Emma Sopeña Los cazadores han solicitado al Gobierno de la Generalitat, que ha sucumbido a sus demandas, la declaración de la caza como actividad esencial en la Comunidad Valenciana. Alegan que se pueda actuar contra lo que consideran superpoblación de fauna salvaje (conejos, jabalíes y cabras montesas), aunque no existan pruebas de ello.
El Real Decreto del Estado de Alarma motivó la suspensión de la mayoría de actividades, pero la Dirección General de Medio Natural y de Evaluación Ambiental resolvió mantener activos determinados controles de fauna cinegética. Actualmente no existían restricciones para la actividad cinegética con excepción del toque de queda y los cierres perimetrales. Pero incluso esto les incomodaba y han conseguido que les permitan cazar, también por la noche. A pesar de la ausencia de datos siguen insistiendo en el argumento de la “superpoblación” que avala la matanza.
Falso. Cientos de miles de animales, sólo en la Comunitat, según datos del Ministerio, son criados en granjas cinegéticas y lanzados al monte para servir de divertimento a los cazadores. ¿Cómo es posible que tengan que criar y soltar animales para cazar si sobran tantos? ¿Y qué pasa con los que no son cazados? Que se reproducen en el monte. Ya tienen excusa para justificar la “necesidad” perentoria de seguir cazando para solucionar un supuesto problema que los mismos cazadores han creado.
Lo cierto es que esta forma violenta de entretenimiento y diversión provoca gran sufrimiento en millones de animales, que perecen lenta y dolorosamente. Porque si realmente se tratase de controlar la incursión de animales en zonas no deseadas, se buscarían alternativas no letales.

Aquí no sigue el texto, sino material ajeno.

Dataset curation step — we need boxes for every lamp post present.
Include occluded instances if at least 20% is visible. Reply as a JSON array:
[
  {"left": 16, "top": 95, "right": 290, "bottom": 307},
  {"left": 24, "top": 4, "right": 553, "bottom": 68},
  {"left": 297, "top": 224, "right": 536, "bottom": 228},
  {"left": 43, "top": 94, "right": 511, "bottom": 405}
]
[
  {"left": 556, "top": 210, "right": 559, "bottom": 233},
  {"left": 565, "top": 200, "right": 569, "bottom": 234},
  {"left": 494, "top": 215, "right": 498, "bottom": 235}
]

Pero ¿qué es la caza? Los humanos la han practicado como medio de subsistencia desde la prehistoria. Pero en pleno siglo XXI estamos hablando de un fin recreativo, de un divertimento, una actividad de ocio que tiene lugar en entornos que favorecen la existencia de especies para la diversión de unos pocos, para el regocijo de disparar sobre un ser vivo y fulminarlo.
¿Hablamos del impacto ambiental? Es indudable, por mucho que los cazadores quieran negarlo, que la caza implica una agresión al ecosistema, agresión muchas veces silenciada. Existen numerosas modalidades perniciosas como el parany, que tanto se empeñan en disfrazar para legalizar (trampa para pájaros con cinta adhesiva) o la caza de perdiz con reclamo. Por no hablar de las sueltas de especies como el jabalí y el ciervo y de la colocación de comederos, alterando el frágil equilibrio de los ecosistemas.
¿Hablamos de la contaminación por plomo? ¿De los accidentes provocados por las armas de fuego? Debe de haber muchos cazadores que no tienen la destreza requerida o no respetan las distancias de seguridad.
¿Hablamos del perjuicio que la caza produce en otras actividades de ocio y turismo al poner en peligro a las personas? ¿De la imposibilidad de practicar modalidades deportivas en tantas zonas, como el senderismo o el cicloturismo?
Es necesario detener las actuaciones que van contra el equilibrio ambiental, si es que las hay, estableciendo medidas de control. Matar además con todas las ventajas de poseer un arma es sádico, cruel, destructivo, y contribuye de forma decisiva al deterioro de la biodiversidad.
La caza no respeta los más elementales principios del bienestar animal, ni siquiera con los que utilizan en su divertimento: los perros, maltratados para enfurecerlos y desechados como un trasto viejo cuando ya no son “de utilidad” para la caza.
Urge una reflexión profunda que no contemple solamente los deseos de apenas un 3% de la población. Las generaciones futuras tienen derecho a disfrutar de la sostenibilidad de los ecosistemas y todos los animales tienen derecho a ser respetados.